The London hard fork has served as something of a test for the next phase of Ethereum 2.0, with Vitalik Buterin expressing confidence about the next steps for the Ethereum network. Buterin told  Bloomberg  that the successful launch of the London hard fork demonstrates that the Ethereum ecosystem is “capable of significant change” and that it “definitely gives me more confidence in the merger.”

How could Ethereum 2.0 affect the price of Ethereum?

For some, the release of Ethereum 2.0 was precisely what the cryptocurrency needed.

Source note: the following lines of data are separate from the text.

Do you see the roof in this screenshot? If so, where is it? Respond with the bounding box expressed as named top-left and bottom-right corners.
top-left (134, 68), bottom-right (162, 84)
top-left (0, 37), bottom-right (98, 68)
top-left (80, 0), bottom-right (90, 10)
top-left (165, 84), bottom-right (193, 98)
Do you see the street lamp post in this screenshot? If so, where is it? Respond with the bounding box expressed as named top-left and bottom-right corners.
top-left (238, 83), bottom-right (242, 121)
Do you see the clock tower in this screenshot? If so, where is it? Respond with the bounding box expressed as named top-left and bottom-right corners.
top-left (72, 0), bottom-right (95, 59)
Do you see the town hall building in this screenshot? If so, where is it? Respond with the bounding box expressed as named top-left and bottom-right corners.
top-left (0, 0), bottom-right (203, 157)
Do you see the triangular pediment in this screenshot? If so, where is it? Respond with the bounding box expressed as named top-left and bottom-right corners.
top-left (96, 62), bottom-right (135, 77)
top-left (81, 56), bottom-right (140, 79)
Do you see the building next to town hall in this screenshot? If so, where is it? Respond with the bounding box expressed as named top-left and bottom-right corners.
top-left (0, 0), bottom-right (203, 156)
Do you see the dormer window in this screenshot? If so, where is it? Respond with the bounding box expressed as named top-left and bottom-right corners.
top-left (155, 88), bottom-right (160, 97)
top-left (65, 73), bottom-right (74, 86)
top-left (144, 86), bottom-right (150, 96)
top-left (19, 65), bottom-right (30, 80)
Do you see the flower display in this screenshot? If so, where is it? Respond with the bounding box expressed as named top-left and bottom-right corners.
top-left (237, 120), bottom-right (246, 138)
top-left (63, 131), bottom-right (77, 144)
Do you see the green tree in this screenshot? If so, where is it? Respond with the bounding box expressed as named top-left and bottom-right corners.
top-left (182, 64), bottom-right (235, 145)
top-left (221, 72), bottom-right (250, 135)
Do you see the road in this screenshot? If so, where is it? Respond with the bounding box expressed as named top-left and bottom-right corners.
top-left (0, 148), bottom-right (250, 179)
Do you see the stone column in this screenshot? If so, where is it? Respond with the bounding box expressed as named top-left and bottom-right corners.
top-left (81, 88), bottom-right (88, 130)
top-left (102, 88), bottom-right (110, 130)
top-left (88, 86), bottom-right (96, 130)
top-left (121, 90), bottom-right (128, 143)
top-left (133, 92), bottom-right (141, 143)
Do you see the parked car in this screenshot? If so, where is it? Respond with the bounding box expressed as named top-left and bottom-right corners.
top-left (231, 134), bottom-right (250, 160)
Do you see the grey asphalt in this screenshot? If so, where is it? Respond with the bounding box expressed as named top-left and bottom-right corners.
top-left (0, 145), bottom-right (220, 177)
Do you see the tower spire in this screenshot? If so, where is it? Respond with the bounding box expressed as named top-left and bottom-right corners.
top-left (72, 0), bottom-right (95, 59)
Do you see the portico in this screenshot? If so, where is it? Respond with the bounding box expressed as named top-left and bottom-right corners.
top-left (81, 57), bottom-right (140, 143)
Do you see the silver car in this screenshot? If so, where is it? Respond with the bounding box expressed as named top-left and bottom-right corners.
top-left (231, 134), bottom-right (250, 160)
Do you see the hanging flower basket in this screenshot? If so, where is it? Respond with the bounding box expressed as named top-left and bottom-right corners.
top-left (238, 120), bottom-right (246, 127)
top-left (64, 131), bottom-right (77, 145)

“Once Ethereum has scalability through Layer-2 technology or ETH 2.0 all questions will be answered,” Jamie Anson, founder of Nifty Orchard and organizer of Ethereum London, told  Decrypt. “The firearm will go off.”

In other words, more scalability means more usage, which, in turn, means more demand. Which, in theory at least, should push the price of Ethereum to new heights.

“By the time ETH 2.0 and the rollups work together, there will be 100,000 transactions per second of capacity. That will mean a completely seamless experience for the next billion people,” Anson added.

Matt Cutler, CEO of Blocknative, a company that focuses on mempool complexity, is similarly optimistic, particularly as gas fees are expected to decline with the launch of Ethereum 2.0.

“Our customer base sees lower transaction fees and increased network performance as big areas of opportunity going forward,” he told  Decrypt.

Furthermore, the ecosystem noting major milestones will bolster the momentum of Ethereum developers. “This will have a long-term bullish impact on the price of ETH, despite the short-term volatility that is integral to crypto asset valuations,” Cutler added.